Negli scritti di San Paolo, come in quelli di poco successivi di Giovanni (l’autore di uno dei Vangeli), si parla dell’attesa messianica e si esprime l’idea che i tempi nei quali si trovano a vivere sono quelli che precedono la fine del mondo. Nella Prima Lettera di Giovanni si sostiene che il mondo è pieno di falsi predicatori e si afferma l’idea dell’anticristo: «Tutto il mondo intorno a noi si trova sotto il potere del diavolo». Comunque ciò non spingeva ad una posizione estremista o fatalista, ma si insisteva sull’idea che l’amore a Dio e quello fra gli uomini fosse qualcosa di fondamentale per la società. Nella Prima Lettera ai Corinzi si sottolinea l’importanza di alcuni semplici valori: «Ecco dunque le tre cose che contano: fede, speranza, amore. Ma la più grande di tutte è l’amore». La letteratura apocalittica che compare in quel periodo, esprimeva un forte stato di insofferenza nei confronti della società, l’Apocalisse di Giovanni di poco successiva (prima dell’anno 100) contiene passi antiromani e antiebraici.

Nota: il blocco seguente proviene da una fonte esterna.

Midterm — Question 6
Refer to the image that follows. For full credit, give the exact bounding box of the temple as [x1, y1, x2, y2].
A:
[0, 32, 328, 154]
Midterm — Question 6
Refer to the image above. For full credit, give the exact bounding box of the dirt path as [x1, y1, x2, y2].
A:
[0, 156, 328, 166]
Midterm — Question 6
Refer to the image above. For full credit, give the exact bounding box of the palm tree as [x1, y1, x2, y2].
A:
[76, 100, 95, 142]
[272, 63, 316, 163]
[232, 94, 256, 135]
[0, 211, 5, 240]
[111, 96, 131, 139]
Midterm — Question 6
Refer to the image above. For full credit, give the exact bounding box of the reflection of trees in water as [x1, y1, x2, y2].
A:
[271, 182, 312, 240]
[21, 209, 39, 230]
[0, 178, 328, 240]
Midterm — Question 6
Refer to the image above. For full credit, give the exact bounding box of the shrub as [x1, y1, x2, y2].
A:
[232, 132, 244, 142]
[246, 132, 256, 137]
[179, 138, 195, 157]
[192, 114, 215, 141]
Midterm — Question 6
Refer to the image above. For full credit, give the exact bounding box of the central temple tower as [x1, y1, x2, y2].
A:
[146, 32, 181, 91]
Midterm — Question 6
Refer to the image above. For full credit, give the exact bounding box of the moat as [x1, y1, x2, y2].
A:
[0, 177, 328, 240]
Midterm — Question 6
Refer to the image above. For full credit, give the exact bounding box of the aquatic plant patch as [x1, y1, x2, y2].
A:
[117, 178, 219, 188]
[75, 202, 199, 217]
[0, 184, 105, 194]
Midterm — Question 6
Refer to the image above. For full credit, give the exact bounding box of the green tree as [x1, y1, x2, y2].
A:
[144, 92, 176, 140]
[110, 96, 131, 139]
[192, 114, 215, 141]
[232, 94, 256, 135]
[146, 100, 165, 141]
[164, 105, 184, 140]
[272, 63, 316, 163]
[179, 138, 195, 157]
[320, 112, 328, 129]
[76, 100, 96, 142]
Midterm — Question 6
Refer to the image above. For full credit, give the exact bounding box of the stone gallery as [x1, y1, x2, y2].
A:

Tacito parla dei Cristiani come di «una funesta setta di fanatici» che odiava l’umanità, giudizio che fa ritenere che i Romani li considerassero come non diversi dagli Ebrei. Nella stessa opera si mette in luce che i Cristiani fossero oggetto di disprezzo da parte di molti. Tale opinione venne condivisa anche da Svetonio di poco successivo. Plinio il Giovane, contemporaneo di Tacito, parla invece dei Cristiani in modo molto meno negativo e fa capire (opinione condivisa anche dallo stesso Imperatore Adriano) che fossero oggetto di molte calunnie popolari. I Cristiani, afferma lo scrittore, erano presenti in ogni livello della società, nelle città e in parte nelle campagne. I loro riti erano assolutamente innocenti e comportavano l’impegno a non commettere furti, adulteri e a non mentire. Altri autori ne parlano come di un gruppo di uomini convinti di poter rinascere o di poter avere l’immortalità, altri basandosi invece su alcune insinuazioni, di una setta dedita a strani vizi libidinosi.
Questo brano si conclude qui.